According to Marshall, there are 6,000 police officers currently being trained to deal with anti-social behaviour online. Marshall warns that many are still trying to understand the point at which insults on social media become crimes. Maybe I can help them with that: they don’t. To conflate credible threats of violence on the one hand, with trifling insults on the other, is absurd. The purpose of the police can never be to ensure complete interpersonal harmony in a country of 62million people. The notion is preposterous in concept, and any attempt at its execution will be dystopian in effect. Even if we could, would we really want to spend our days in some insipid echo-chamber of perpetual accord?

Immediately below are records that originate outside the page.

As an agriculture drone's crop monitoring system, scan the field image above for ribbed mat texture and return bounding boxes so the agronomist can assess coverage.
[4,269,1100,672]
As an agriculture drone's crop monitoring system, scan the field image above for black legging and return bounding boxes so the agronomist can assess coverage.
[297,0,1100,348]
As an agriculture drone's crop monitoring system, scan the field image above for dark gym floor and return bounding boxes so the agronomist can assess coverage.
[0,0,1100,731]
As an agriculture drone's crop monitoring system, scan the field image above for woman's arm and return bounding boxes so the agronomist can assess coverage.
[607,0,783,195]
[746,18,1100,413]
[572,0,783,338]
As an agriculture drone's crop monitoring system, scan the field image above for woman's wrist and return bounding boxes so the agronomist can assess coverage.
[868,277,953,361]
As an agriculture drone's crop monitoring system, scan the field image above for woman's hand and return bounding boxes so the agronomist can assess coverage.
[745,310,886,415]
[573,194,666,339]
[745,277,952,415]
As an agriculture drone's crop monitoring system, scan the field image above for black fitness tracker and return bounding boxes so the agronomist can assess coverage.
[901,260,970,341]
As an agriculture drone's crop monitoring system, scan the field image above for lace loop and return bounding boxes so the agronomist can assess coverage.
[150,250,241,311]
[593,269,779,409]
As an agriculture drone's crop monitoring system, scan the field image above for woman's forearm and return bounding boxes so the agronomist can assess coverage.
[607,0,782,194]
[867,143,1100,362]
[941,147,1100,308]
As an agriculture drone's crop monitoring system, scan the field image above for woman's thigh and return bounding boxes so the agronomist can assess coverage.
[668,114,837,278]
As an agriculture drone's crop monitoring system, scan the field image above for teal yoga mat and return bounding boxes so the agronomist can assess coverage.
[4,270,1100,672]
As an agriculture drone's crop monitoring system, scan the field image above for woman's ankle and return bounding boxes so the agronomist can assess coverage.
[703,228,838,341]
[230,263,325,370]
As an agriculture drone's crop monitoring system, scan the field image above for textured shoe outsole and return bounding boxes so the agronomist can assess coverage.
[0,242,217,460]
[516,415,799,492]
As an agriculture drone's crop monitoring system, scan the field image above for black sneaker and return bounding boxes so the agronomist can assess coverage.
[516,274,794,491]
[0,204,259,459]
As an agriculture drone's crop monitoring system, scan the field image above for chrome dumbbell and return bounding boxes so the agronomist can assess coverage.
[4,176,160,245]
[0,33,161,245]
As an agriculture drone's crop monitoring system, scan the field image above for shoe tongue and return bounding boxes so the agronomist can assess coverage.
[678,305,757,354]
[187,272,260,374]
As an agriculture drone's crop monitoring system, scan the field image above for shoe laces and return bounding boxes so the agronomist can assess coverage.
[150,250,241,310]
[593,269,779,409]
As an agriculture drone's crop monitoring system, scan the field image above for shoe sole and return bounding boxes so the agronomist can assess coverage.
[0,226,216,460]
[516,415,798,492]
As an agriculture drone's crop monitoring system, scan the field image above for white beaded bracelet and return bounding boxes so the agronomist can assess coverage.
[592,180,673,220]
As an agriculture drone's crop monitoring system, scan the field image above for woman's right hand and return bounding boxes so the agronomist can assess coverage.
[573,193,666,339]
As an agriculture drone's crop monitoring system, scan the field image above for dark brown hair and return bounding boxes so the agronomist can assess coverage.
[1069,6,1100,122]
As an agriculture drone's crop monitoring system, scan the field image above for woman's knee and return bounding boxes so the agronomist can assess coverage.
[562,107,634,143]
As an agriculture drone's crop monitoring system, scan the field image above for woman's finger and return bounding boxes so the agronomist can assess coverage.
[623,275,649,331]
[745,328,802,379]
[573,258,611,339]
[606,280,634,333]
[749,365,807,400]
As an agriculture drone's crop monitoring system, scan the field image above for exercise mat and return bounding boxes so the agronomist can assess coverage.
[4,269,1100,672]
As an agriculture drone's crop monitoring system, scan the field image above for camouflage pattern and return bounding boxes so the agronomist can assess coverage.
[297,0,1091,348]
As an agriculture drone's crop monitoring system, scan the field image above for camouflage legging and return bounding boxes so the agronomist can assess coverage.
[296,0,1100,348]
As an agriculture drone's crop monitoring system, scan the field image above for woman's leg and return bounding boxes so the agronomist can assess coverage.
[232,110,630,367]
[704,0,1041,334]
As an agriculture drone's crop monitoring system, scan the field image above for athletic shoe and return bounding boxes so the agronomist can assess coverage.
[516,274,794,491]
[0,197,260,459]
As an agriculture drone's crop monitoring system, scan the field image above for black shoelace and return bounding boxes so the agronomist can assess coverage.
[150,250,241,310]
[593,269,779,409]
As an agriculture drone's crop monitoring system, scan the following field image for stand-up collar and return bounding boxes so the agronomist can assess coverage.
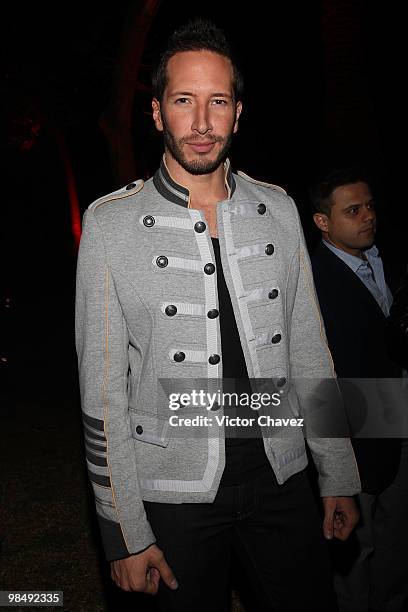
[153,155,235,208]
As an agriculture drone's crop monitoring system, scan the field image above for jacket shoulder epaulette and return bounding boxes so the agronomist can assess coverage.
[88,179,144,212]
[238,170,287,195]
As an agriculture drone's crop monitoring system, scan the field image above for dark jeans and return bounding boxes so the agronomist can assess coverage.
[145,469,337,612]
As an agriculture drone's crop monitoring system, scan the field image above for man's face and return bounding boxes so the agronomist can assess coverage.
[152,51,242,174]
[313,182,376,257]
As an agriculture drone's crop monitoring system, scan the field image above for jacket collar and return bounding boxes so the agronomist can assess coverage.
[153,155,236,208]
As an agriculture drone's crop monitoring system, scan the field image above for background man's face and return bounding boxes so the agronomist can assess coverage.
[153,51,241,174]
[314,182,376,255]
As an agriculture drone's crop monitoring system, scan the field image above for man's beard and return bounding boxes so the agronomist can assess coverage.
[162,117,233,175]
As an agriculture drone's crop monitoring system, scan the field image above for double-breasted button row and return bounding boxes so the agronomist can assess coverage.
[173,351,221,365]
[156,255,215,274]
[164,304,220,319]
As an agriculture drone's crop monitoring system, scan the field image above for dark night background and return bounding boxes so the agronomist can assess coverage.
[0,0,408,610]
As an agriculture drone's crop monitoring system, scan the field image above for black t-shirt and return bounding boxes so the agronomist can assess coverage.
[211,238,272,486]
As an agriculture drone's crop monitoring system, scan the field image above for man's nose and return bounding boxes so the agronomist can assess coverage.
[191,104,212,134]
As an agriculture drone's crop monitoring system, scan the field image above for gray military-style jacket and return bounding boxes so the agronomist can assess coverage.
[76,160,360,560]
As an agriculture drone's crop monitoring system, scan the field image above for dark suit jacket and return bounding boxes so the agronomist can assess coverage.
[312,242,401,493]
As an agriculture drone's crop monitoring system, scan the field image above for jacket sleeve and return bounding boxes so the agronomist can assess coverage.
[290,199,361,497]
[75,210,155,560]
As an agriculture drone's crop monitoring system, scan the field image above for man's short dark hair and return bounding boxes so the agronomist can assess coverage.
[310,167,369,217]
[152,18,244,102]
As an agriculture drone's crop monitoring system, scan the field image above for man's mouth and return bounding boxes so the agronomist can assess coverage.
[186,140,216,153]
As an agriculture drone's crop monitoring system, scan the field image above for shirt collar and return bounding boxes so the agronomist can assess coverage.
[323,238,378,272]
[153,155,236,208]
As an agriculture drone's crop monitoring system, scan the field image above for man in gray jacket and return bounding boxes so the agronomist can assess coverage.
[76,20,360,612]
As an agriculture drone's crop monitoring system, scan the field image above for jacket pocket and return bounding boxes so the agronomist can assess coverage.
[129,410,170,447]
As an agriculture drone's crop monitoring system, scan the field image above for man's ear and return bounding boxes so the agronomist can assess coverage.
[234,102,242,134]
[152,98,163,132]
[313,213,329,232]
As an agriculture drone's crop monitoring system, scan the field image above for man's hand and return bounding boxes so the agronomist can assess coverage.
[111,544,178,595]
[323,497,360,540]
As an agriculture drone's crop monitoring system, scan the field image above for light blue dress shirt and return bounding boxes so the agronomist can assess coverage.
[323,239,392,317]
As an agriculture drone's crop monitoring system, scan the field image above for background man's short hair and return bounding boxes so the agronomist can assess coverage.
[310,167,369,217]
[152,18,244,102]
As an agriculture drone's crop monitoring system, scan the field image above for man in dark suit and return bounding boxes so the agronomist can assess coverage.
[312,170,408,612]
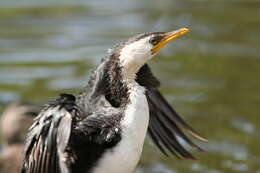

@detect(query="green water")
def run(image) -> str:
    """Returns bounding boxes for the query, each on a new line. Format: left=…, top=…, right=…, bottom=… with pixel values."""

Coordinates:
left=0, top=0, right=260, bottom=173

spiked will continue to make the principled case for unfettered free speech, for as long as it remains diminished. But for those who are implacably unmoved by the argument from principle in favour of free speech, perhaps this development shows the farcical impracticability of state attempts to intervene in online squabbles. The giving and taking of offence is an indelible feature of human life. Its removal, were it even possible, would reduce life to a monochrome trudge of uniformity.
Alasdair Riggs is currently interning at spiked.